Sometimes when loose coupling between modules is described as a desirable property (which it is of course), an somewhat exaggerated claim is made about its benefits. See for example the section "The Benefits" in OSGi – The Business Drivers:
As long as the module boundaries don’t change, one can change the functionality of the module freely, without concern for breaking the wider system; i.e. the impact of any local change is prevented from leaking into the wider system.
When the implementation of a module is changed without changing its interface, the only certainty that you have is that it can be invoked just like its previous implementation, without recompilation. But above that, nothing is certain. My point is that a module is invoked for a reason: to perform some useful work. The interface of a module says something about the structure of the information that it needs to do its work, but very little about the work that it will do, and very little about how the information provided to it will be used to influence the work done.

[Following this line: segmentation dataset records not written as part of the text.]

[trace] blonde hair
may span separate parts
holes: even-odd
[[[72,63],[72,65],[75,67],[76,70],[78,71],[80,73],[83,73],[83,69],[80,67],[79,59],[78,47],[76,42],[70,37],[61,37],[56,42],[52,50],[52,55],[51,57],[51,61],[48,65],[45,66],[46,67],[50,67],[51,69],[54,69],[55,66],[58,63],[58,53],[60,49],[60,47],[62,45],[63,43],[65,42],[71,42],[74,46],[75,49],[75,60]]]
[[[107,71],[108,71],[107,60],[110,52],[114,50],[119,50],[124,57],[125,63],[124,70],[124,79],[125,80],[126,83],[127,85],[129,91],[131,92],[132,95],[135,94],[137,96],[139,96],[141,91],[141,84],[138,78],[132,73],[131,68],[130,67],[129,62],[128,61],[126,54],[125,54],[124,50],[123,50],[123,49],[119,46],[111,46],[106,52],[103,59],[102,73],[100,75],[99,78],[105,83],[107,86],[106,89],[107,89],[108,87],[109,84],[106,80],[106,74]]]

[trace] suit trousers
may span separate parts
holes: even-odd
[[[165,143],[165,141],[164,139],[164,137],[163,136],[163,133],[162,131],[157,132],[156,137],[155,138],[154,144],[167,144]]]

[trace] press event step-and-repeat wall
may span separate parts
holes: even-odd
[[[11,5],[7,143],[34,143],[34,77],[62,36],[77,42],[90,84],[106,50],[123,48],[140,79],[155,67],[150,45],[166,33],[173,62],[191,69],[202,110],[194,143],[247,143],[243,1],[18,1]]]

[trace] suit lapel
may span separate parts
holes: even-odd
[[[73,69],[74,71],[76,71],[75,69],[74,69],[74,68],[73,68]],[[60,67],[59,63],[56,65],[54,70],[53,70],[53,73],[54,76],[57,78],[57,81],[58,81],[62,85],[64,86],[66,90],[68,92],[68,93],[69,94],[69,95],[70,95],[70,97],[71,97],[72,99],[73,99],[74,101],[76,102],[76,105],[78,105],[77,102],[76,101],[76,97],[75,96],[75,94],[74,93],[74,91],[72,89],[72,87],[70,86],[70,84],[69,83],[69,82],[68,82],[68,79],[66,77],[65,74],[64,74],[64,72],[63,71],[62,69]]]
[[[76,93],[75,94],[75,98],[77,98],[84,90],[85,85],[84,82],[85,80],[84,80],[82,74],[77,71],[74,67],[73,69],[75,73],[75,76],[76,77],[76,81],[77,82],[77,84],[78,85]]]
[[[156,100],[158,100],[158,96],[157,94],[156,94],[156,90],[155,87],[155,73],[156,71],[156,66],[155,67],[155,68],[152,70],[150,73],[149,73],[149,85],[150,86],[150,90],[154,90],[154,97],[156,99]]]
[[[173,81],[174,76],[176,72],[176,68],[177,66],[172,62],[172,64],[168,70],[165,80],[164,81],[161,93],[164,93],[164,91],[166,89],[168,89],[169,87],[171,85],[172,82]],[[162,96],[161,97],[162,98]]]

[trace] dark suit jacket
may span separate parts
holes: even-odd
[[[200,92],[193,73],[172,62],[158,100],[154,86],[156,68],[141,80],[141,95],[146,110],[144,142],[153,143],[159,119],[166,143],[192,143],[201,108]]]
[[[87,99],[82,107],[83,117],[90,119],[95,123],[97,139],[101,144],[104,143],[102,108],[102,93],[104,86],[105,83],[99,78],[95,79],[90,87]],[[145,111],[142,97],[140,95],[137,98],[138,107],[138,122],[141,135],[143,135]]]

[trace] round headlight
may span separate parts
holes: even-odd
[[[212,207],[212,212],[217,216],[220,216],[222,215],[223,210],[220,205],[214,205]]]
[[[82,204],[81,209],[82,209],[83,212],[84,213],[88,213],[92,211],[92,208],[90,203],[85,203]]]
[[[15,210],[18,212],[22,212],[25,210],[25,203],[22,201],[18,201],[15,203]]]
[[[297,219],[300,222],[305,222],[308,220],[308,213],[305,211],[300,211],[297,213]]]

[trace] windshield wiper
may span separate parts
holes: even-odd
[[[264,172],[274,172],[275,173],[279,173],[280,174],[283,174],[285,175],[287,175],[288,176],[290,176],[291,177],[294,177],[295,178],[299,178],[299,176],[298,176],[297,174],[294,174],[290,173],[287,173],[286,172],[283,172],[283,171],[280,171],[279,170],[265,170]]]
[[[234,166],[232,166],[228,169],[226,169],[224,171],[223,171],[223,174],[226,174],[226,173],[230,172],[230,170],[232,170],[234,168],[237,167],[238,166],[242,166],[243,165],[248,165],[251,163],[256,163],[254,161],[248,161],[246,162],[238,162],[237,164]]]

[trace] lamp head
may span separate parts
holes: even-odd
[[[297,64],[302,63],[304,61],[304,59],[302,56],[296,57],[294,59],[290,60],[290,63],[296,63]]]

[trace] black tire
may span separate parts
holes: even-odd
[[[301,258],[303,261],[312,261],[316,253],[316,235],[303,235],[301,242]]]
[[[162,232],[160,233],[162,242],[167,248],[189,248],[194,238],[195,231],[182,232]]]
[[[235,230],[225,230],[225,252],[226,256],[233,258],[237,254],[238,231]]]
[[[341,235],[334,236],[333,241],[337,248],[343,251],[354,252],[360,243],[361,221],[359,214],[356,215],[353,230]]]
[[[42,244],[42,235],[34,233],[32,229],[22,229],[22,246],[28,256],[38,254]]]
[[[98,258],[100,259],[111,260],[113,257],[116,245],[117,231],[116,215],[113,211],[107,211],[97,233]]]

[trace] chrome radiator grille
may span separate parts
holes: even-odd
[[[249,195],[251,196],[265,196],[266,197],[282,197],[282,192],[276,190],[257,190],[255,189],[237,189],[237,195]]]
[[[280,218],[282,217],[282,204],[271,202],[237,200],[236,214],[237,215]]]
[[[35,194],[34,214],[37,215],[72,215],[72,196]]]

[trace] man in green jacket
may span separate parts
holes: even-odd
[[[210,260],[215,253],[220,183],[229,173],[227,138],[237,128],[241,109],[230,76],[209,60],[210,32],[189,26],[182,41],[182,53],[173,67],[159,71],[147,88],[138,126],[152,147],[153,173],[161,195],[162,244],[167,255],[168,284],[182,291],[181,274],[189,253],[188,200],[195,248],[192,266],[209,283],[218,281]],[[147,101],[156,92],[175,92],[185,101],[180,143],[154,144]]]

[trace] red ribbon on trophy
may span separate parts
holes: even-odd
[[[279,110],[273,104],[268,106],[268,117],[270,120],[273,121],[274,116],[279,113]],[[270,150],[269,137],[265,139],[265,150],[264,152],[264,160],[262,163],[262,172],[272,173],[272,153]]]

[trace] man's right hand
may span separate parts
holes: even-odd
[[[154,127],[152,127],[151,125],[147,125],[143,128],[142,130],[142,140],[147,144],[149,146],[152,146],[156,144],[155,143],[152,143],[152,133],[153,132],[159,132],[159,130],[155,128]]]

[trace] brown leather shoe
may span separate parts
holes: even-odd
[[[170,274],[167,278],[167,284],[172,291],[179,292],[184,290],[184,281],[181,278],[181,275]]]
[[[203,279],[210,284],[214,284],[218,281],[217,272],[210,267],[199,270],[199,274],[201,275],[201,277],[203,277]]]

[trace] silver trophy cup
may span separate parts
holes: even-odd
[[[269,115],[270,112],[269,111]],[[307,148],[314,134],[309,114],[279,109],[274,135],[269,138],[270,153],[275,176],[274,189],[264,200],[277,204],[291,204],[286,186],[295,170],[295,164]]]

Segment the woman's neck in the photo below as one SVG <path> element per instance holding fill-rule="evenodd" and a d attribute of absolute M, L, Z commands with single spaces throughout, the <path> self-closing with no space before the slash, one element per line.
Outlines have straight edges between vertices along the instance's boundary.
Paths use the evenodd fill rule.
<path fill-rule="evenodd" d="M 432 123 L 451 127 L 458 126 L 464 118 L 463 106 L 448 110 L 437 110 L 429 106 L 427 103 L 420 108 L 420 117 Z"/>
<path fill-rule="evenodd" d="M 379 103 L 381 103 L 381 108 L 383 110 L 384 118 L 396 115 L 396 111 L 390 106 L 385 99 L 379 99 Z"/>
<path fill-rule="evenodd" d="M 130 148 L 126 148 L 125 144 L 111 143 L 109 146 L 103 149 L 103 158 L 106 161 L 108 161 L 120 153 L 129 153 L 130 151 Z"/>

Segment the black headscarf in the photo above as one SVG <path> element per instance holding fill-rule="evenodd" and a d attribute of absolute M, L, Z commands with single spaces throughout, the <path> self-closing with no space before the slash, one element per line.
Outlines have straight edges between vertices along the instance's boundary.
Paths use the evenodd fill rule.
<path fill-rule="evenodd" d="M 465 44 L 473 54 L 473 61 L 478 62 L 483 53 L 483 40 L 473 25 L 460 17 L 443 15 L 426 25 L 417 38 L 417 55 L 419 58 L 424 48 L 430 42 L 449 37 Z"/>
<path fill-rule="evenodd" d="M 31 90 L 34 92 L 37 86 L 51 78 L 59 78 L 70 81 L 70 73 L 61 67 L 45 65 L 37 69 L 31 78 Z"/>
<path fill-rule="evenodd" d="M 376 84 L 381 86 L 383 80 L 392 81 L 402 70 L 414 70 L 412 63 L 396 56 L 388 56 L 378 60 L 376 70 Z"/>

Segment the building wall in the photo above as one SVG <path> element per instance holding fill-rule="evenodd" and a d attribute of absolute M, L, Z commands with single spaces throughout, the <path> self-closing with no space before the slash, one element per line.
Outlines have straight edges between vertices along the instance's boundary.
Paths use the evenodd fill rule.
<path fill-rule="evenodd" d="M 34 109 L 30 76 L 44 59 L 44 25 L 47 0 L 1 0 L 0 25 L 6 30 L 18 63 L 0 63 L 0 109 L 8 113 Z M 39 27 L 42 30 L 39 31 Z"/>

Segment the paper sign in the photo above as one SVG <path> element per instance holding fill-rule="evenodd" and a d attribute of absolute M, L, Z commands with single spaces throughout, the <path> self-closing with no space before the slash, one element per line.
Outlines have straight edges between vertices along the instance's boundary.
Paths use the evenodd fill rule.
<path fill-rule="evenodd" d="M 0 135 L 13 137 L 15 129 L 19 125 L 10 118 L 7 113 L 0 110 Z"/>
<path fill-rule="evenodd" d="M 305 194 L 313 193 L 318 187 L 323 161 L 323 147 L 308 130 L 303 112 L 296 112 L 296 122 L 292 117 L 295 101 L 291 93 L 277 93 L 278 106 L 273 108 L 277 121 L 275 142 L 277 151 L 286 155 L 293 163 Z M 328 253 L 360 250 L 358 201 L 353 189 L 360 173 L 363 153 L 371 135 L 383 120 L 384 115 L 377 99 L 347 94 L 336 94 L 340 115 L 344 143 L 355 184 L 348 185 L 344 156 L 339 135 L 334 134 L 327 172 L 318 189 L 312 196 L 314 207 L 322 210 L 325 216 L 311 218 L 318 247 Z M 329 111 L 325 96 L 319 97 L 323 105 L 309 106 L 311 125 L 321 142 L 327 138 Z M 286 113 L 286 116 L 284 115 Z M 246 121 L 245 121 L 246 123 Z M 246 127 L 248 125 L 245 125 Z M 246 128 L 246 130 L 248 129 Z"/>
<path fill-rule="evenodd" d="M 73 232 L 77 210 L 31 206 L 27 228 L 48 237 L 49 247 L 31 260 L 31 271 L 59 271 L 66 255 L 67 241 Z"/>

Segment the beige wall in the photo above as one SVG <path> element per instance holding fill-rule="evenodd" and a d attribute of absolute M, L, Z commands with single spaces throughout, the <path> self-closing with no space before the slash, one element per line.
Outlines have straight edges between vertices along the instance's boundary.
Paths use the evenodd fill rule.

Take for example a module that offers a service to transfer money from a checking account to a saving acount. Its interface will probably specify the account numbers of the accounts involved and the amount of money and the currency as required parameters. What if a new implementation, instead of faithfully depositing the exact same amount to the saving account that it withdraws from the checking account, now does nothing at all? Or worse, deposits just a little less that the amount withdrawn? Or performs the transfer of money in the reverse direction? Does this not break the 'wider system'? Of course it does!

Coupling may be more subtle than just whether or not it breaks compilation. Testing the new configuration is still needed, automated (preferably) or manual. And testing is usually still an order of magnitude more expensive than compilation.